We travel to Gold Rush country to visit my niece Cari and her husband Mike in Grass Valley. We see again the effects of the economic downturn on a small town as stores and restaurants we remember from previous trips are shuttered. It is weird to still be in California and be in a place where the preponderance of people are white. Cari was adopted and met her birthmother, my sister, when she was eighteen. I’m flying blind and somewhat self serving in reconstructing family history for my niece. Most of the players were unreliable and now they are all gone. But what’s left is a niece and a grand niece who shine and who both like so many of the same things that I like.

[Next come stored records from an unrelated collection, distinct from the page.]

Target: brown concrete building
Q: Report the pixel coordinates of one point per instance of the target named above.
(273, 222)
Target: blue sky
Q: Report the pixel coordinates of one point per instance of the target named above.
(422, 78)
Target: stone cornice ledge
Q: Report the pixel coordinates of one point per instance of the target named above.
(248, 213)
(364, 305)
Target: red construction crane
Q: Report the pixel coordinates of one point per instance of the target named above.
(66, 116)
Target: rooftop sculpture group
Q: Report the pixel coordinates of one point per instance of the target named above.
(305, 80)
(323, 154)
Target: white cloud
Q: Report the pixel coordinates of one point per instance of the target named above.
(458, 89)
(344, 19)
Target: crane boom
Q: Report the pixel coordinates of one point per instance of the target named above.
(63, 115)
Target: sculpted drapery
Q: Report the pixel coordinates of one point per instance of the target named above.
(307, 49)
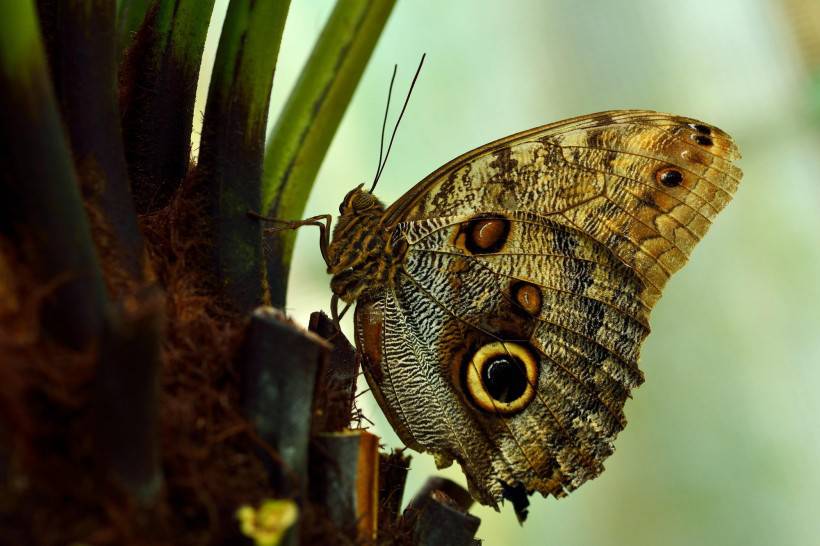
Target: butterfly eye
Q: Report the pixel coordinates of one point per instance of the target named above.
(500, 377)
(362, 201)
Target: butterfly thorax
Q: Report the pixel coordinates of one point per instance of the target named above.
(361, 256)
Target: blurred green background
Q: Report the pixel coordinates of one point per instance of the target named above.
(723, 441)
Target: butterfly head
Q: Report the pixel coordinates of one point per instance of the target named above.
(359, 256)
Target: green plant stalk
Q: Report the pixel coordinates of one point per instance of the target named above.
(130, 15)
(232, 146)
(79, 38)
(159, 79)
(40, 206)
(309, 120)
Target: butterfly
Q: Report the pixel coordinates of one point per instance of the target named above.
(501, 303)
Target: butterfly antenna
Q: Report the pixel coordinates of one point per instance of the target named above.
(384, 125)
(396, 127)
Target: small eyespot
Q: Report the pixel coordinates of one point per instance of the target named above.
(669, 177)
(703, 140)
(527, 296)
(701, 128)
(486, 235)
(500, 377)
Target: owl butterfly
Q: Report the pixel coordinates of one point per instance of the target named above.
(501, 303)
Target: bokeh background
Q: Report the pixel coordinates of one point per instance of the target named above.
(723, 441)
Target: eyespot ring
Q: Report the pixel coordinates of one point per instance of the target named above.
(500, 377)
(669, 177)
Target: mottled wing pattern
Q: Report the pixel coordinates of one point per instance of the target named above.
(555, 242)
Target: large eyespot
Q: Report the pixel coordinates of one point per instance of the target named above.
(500, 377)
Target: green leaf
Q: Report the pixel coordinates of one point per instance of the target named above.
(159, 80)
(40, 206)
(232, 146)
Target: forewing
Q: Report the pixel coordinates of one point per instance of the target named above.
(558, 240)
(601, 174)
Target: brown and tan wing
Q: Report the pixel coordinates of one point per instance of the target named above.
(539, 256)
(647, 185)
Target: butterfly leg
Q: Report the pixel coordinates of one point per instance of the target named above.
(322, 221)
(334, 311)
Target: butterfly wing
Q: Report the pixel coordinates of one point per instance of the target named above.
(538, 256)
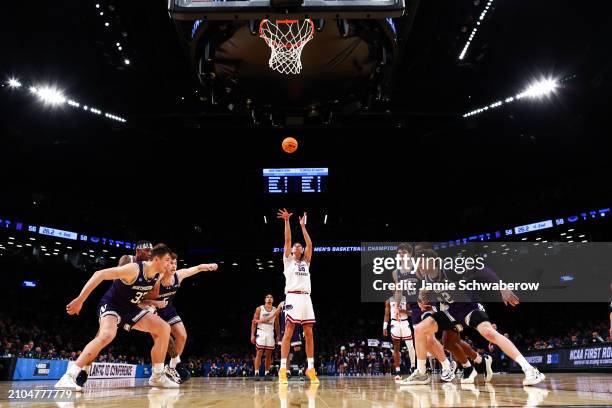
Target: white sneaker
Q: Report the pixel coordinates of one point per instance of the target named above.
(67, 381)
(173, 374)
(469, 374)
(488, 361)
(416, 378)
(533, 376)
(161, 380)
(447, 375)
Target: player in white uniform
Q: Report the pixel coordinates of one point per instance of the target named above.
(298, 305)
(400, 331)
(262, 334)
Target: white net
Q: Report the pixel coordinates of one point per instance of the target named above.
(286, 39)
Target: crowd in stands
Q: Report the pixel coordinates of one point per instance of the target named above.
(24, 338)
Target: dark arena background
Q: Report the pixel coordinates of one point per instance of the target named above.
(441, 124)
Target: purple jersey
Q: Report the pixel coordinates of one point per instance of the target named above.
(123, 293)
(168, 292)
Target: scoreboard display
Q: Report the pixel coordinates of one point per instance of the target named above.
(303, 180)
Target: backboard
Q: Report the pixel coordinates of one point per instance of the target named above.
(258, 9)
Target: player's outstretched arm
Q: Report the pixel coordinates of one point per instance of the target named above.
(387, 317)
(308, 249)
(124, 260)
(185, 273)
(285, 215)
(127, 272)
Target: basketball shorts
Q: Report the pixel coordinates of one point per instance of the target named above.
(169, 314)
(457, 319)
(401, 329)
(127, 314)
(298, 308)
(264, 339)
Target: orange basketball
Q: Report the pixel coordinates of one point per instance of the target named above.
(290, 145)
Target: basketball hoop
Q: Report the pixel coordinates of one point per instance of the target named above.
(286, 39)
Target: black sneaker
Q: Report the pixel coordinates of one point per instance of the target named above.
(81, 378)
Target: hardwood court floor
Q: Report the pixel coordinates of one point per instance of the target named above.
(504, 390)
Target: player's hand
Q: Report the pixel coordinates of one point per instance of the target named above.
(509, 298)
(284, 214)
(74, 307)
(397, 314)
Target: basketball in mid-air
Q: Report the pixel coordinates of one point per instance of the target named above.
(290, 145)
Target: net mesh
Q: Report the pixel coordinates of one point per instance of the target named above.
(286, 39)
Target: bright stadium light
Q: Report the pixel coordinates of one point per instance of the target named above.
(536, 90)
(475, 30)
(14, 83)
(539, 89)
(50, 95)
(53, 96)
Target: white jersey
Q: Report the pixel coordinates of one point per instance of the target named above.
(403, 306)
(297, 275)
(263, 313)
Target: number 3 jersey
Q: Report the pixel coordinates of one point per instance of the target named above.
(121, 299)
(132, 293)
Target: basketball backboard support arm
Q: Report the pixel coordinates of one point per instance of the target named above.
(258, 9)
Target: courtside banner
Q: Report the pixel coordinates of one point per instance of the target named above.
(35, 369)
(112, 370)
(572, 358)
(458, 272)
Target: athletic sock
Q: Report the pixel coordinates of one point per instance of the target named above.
(422, 366)
(174, 361)
(73, 370)
(520, 360)
(446, 364)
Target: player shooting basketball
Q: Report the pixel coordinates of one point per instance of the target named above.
(298, 304)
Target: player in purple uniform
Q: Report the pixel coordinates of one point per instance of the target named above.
(161, 297)
(451, 340)
(457, 308)
(142, 253)
(119, 307)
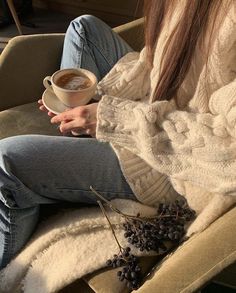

It is the 100th anniversary of the Santa Cruz Boardwalk and in honor of the occasion there is a screening on the beach of the film Lost Boys. The opening event is a performance by the band of cast member Corey Feldman which features bikini clad girls playing with beach balls on the stage. Feldman acknowledges the recent loss of one of his Lost Boys co-stars, Corey Haim. A number of scenes in the 1987 film are filmed on the boardwalk. We have imported some Cornish pasties, a Grass Valley speciality and smuggled in some beer and we sit on a blanket as the sun goes down. The actual neon ferris wheel and the roller coaster on the inflatable screen are right there. There are a number of people smoking pot.

Grass Valley swelters but in the Mt. Hermon Redwoods we sleep with quilts. I make a dent in 6 months worth of New Yorkers and do some crossword puzzles. We play Scattergories and have a cocktail hour. Tomorrow we get up early and wash the sheets in the cabin for the next renters. We will probably make the detour for more handmade tortillas in Guadalupe. We will return home and hope that puppy Oprah hasn’t been too destructive. I will savor my last hours here in the Redwoods. The topic for the week’s writing usually emerges on Wednesday or Thursday but there’s been no epiphany on a road trip through California and time spent with friends and family, just a gratitude that transcends words.